Possible CNS excitation or depression (hypertension or hypotension) can occur when opioid analgesics are given with antidepressants such as moclobemide (a reversible MAO-A inhibitor). The sedative effects of codeine can possibly be increased when given with tricyclic antidepressants, with anxiolytics or hypnotics, or with sedating antihistamines. Antipsychotic medicines can enhance hypotensive and sedative effects when opioid analgesics are given with antipsychotics.

Monoamine oxidase inhibitors: MAOIs taken with pethidine have been associated with severe CNS excitation or depression (including hypertension or hypotension). Although this has not been documented with codeine, it is possible that a similar interaction may occur and therefore the use of codeine should be avoided while the patient is taking MAOIs and for 2 weeks after MAOI discontinuation, including MAO-B inhibitor selegiline. This may also apply to the antibacterial linezolid, which is a reversible, non-selective MAO inhibitor.

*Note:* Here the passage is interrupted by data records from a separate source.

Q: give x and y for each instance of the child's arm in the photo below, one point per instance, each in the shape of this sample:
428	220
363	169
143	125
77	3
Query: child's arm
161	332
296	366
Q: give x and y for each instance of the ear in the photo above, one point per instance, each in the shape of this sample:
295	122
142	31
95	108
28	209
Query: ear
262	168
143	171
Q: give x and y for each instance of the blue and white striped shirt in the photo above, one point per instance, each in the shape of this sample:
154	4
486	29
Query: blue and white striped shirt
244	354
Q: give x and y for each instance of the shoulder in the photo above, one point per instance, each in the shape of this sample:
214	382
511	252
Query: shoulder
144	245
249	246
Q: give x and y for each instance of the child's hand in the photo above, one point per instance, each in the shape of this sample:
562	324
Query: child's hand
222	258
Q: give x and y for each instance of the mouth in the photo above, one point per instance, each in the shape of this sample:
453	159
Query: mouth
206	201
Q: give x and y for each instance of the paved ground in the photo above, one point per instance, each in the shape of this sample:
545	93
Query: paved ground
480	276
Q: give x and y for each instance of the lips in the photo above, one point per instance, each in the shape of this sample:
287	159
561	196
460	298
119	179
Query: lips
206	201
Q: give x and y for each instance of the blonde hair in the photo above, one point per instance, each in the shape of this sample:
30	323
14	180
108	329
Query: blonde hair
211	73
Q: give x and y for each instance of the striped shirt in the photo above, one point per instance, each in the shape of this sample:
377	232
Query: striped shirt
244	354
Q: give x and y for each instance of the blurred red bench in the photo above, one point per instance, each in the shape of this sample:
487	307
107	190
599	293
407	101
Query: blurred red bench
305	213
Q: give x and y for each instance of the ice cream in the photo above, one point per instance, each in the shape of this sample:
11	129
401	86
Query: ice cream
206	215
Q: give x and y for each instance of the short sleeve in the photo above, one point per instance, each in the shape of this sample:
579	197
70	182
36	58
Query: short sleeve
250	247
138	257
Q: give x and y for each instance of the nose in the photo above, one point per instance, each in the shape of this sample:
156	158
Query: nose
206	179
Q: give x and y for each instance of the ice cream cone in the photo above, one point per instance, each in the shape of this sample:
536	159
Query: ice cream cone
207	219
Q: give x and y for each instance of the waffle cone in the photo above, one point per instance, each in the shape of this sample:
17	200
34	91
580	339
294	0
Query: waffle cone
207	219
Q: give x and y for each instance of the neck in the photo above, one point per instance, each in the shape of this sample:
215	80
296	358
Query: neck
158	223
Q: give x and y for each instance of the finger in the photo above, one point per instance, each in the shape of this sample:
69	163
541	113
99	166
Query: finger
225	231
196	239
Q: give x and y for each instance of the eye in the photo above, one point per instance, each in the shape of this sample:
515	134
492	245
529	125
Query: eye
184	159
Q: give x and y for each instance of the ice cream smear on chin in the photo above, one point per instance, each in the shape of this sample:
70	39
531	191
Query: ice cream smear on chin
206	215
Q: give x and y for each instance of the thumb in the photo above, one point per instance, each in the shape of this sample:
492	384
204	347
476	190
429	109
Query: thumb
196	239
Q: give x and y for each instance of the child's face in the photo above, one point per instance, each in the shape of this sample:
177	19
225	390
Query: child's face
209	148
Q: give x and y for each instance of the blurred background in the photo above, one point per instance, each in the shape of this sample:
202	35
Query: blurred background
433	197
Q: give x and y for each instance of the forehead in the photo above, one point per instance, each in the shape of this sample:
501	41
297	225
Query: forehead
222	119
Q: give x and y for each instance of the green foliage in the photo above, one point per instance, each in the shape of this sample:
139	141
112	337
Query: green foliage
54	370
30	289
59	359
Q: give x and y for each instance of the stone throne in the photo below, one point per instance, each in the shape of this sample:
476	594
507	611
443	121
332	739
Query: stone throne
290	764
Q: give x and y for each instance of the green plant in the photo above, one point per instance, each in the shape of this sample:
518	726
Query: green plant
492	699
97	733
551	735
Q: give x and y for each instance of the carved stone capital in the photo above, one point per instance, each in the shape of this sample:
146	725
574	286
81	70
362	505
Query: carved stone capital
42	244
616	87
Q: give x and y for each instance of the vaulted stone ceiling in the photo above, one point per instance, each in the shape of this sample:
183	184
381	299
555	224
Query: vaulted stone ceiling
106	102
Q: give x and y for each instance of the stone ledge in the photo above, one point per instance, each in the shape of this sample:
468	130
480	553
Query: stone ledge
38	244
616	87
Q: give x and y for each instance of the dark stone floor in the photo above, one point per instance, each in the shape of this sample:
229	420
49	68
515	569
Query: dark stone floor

Anti-emetics: The reduction in intestinal motility caused by codeine may delay the absorption or antagonise the gastrointestinal effects of other drugs e.g. metoclopramide and domperidone.

Metabolism of opioid analgesics is inhibited by cimetidine leading to increased plasma concentration.

Anti-arrhythmics: May delay the gastro-intestinal absorption of mexiletine or quinidine (which may also reduce the efficacy of codeine).

The opioid analgesics enhance effects of sodium oxybate, used to treat symptoms of narcolepsy and concomitant use should be avoided.

4.6 Fertility, pregnancy and lactation

The product should be avoided during pregnancy unless considered necessary by the physician and should be avoided during the first trimester. Opioid administration in the third trimester may cause respiratory depression in the newborn, withdrawal effects in neonates of dependent mothers, gastric stasis and risk of inhalation pneumonia in the mother during labour.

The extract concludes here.